На коже осталась невесомая взвесь типографской краски.

«Вик? Поговори со мной», — тихо попросил его Мартин, поняв, что экспрессией он ничего не добьется.

«Чего ты хочешь?»

«Вик, послушай. Я честен с тобой, и ты это знаешь. Я тоже люблю Ришу, и я искренне ненавижу тех, кто это сделал. Но…»

«Что „но“, Мартин? Где эта грань, за которой ненависть превращается в „но“?»

«Там, где ты берешься вершить самосуд».

«А разве ты не сделал тоже самое с теми детьми, что нам угрожали?»

«Ты прекрасно знаешь, в чем разница. Те „дети“ домогались ребенка, а в тюрьму отправились за кражу и побои. И они отправились в тюрьму, прошу заметить».

«И ты никогда никому не желал смерти?» — усмехнулся Вик, отпивая кофе.

«Как ты думаешь, почему я ни разу никого не убил?»

«Что?..»

Мысль была неожиданной и абсурдной. Почему Мартин никого не убил? А разве мог Мартин кого-то убить? Честный и добрый Мартин?

И в тот же момент Вик понял — мог. И очень, очень хотел. С первого дня появления, с первого взгляда на его отца, с первых воспоминаний. Это он, Мартин, зарезал свинью, и Мартин представил на ее месте отца.

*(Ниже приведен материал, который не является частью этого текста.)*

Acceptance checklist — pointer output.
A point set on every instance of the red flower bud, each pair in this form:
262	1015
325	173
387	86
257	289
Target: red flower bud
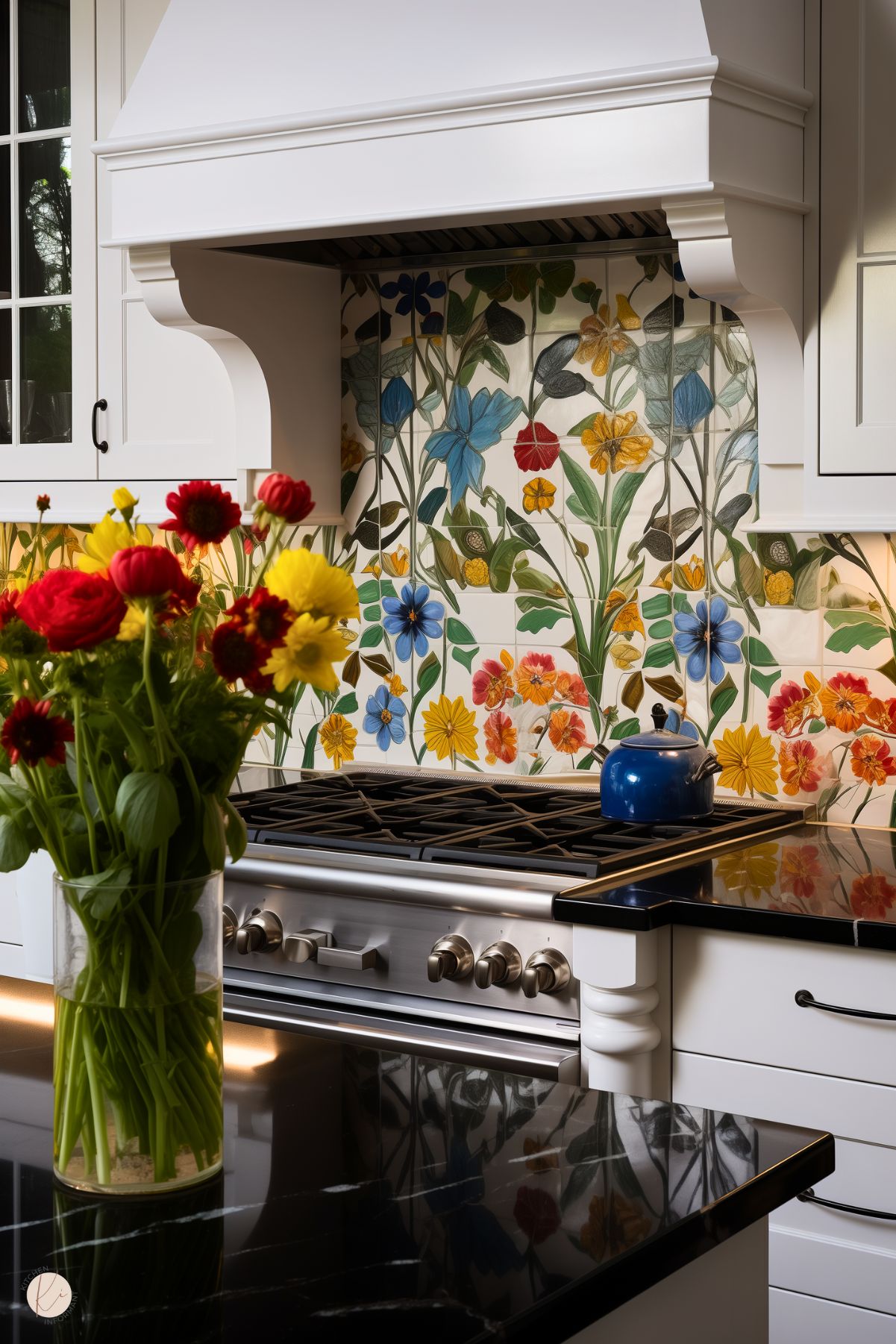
285	498
145	572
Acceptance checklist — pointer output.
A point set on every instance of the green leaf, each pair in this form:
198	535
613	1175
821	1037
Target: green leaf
763	681
849	636
583	487
759	654
234	831
369	592
625	729
308	757
660	654
465	657
458	632
214	840
721	701
624	493
540	620
13	846
656	607
372	636
427	674
147	810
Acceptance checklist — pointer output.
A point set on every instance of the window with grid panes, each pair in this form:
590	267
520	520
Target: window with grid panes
35	222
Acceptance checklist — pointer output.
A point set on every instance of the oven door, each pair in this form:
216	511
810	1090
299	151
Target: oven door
513	1054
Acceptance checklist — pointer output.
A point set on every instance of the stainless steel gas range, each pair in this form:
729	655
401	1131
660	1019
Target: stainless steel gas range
413	909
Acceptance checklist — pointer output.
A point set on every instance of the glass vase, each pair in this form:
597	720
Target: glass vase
137	1038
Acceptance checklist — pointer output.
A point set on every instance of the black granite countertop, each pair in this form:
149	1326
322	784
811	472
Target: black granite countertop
367	1191
820	882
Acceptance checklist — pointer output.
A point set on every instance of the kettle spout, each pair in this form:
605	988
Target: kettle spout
709	765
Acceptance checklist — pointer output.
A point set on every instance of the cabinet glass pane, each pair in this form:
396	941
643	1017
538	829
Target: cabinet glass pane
45	93
4	67
45	216
45	337
6	226
6	375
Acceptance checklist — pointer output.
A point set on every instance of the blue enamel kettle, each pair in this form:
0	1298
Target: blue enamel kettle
660	776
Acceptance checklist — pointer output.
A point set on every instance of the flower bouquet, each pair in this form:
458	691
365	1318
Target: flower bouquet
128	704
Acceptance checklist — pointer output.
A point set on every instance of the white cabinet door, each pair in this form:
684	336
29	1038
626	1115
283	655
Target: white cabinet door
169	401
857	240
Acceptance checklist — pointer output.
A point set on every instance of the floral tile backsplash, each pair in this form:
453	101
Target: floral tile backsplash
550	473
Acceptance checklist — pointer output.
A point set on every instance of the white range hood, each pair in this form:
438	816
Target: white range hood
273	121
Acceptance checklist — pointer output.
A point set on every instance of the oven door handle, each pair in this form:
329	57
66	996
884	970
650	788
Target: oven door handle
557	1060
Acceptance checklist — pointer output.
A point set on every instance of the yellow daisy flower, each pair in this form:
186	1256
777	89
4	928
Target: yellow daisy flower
538	495
748	761
337	737
107	540
308	654
612	446
310	585
449	729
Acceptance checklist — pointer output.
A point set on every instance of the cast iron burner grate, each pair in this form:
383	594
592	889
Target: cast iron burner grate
535	828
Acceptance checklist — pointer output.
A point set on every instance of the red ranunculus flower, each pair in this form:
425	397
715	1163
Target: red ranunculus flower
285	498
72	609
33	734
263	614
536	448
8	604
203	513
536	1214
145	572
236	654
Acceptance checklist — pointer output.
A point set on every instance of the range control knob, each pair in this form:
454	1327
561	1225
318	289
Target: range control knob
500	964
547	972
451	959
230	925
303	946
263	931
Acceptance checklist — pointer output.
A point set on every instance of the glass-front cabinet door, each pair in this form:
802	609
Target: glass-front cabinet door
47	261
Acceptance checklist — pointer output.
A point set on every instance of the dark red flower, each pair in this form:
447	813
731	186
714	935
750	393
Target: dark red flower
236	654
285	498
263	616
536	1214
33	734
8	604
203	513
536	448
145	572
72	609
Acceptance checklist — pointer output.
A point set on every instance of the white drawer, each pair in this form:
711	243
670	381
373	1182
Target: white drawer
795	1319
734	996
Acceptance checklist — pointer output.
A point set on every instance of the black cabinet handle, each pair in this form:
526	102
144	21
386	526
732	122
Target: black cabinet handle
809	1196
805	1000
98	406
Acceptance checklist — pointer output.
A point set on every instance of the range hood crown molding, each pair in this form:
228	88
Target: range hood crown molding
708	128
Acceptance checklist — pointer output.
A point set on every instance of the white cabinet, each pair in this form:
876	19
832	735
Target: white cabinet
169	402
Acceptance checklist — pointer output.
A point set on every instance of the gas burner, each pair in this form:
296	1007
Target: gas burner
498	824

Если бы он хоть раз раскаялся в этих мыслях, Вик бы решил, что ему не дает страх перед муками совести. Но Мартин со всем своим гуманизмом никогда не раскаивался.

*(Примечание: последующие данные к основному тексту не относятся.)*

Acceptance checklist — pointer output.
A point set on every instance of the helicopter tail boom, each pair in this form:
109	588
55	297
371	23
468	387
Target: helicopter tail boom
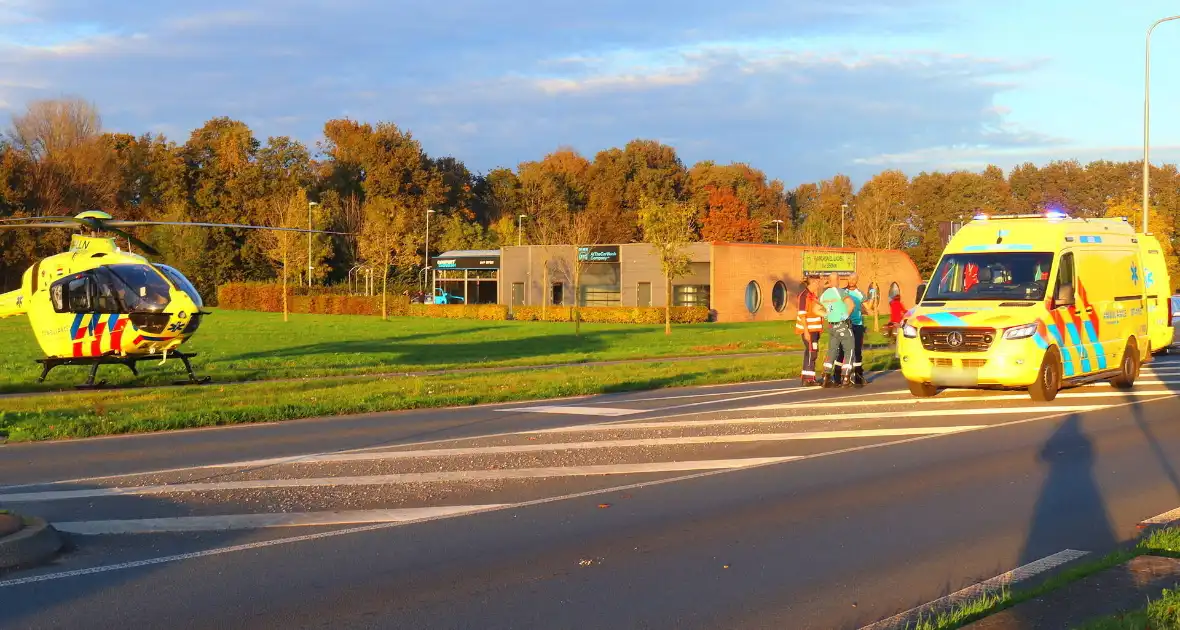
12	303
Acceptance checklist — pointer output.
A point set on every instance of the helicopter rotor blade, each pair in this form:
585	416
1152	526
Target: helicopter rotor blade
14	220
148	249
236	225
18	225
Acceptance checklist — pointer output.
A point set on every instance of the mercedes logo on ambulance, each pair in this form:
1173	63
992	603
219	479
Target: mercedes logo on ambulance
955	339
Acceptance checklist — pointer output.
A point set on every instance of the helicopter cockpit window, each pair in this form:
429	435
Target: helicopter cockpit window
80	294
57	295
105	295
182	283
139	288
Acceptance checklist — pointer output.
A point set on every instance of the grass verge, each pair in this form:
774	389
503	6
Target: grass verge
139	411
238	346
1159	543
1162	614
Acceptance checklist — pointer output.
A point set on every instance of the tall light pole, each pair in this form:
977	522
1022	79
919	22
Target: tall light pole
309	205
426	255
1147	112
844	209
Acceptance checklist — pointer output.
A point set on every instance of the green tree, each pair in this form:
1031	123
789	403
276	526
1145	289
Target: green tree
668	227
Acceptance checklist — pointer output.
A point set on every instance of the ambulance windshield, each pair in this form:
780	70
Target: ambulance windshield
1000	275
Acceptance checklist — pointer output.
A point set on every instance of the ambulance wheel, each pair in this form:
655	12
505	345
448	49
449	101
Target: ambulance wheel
1128	369
922	389
1048	379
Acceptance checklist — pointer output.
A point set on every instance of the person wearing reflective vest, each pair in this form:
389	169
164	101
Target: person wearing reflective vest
810	327
857	319
840	349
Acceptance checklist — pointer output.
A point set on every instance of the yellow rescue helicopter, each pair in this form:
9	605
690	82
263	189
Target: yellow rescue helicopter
98	304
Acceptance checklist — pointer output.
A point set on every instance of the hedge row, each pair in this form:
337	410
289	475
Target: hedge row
269	299
613	314
460	312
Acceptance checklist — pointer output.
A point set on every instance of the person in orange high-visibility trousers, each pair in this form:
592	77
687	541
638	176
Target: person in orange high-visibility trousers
810	326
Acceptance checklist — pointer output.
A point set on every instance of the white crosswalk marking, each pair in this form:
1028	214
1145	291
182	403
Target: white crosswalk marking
378	455
413	483
273	519
404	478
576	411
782	419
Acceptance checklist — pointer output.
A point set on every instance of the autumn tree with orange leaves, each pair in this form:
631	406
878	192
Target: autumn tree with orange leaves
727	218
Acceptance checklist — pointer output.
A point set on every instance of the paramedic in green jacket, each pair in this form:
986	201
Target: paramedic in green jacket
839	306
857	320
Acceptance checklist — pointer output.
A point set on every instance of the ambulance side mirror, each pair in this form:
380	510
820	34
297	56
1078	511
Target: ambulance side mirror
1064	296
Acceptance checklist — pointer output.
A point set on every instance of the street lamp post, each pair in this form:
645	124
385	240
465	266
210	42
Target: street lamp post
844	209
309	205
426	255
1147	112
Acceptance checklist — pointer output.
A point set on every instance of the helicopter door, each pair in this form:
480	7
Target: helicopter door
73	294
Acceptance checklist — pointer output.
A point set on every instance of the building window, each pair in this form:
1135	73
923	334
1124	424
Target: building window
643	294
753	296
690	295
779	296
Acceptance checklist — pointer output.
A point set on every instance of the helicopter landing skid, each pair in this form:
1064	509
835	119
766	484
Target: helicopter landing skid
115	360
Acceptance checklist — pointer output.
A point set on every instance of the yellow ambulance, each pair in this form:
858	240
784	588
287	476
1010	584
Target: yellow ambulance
1033	301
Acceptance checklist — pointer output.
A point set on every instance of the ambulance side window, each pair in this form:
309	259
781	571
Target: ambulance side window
1063	291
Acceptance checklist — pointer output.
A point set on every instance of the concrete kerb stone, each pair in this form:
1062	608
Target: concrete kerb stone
32	544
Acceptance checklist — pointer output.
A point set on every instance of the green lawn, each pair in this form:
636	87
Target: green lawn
246	346
137	411
1159	614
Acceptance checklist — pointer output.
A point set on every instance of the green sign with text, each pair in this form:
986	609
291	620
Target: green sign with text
826	262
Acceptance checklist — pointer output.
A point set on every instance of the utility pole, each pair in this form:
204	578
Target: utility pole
426	256
1147	113
844	209
309	205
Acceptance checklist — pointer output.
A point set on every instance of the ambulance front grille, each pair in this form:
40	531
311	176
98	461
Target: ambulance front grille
974	340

Когда Мартин зарезал свинью, на белой стене в комнате Вика появился черный потек. Мартин жил в бескрайней черноте, на которой не осталось следов.

Так почему?

Не хотел, чтобы Вика посадили из-за него в тюрьму? Не хотел клейма преступника?

Но никто не посадил бы в тюрьму ребенка. И Мартину хватило бы изобретательности скрыть преступление, особенно если бы он выглядел как трогательный, изможденный голодом белокурый мальчик.

Почему же Мартин никого не убил?

Он перелистнул страницу, чтобы занять руки. После криминальной хроники шел раздел мероприятий.

«Театр Современной Драмы представляет камерный спектакль по роману Набокова „Приглашение на казнь“ — для тех, кто скучает весенним вечером».

«Приглашение на казнь для тех, кто скучает весенним вечером».

Камерная казнь, только для своих.

«Вот видишь. Прикрой лицо газетой, я тебе покажу. Не бойся», — печально попросил Мартин.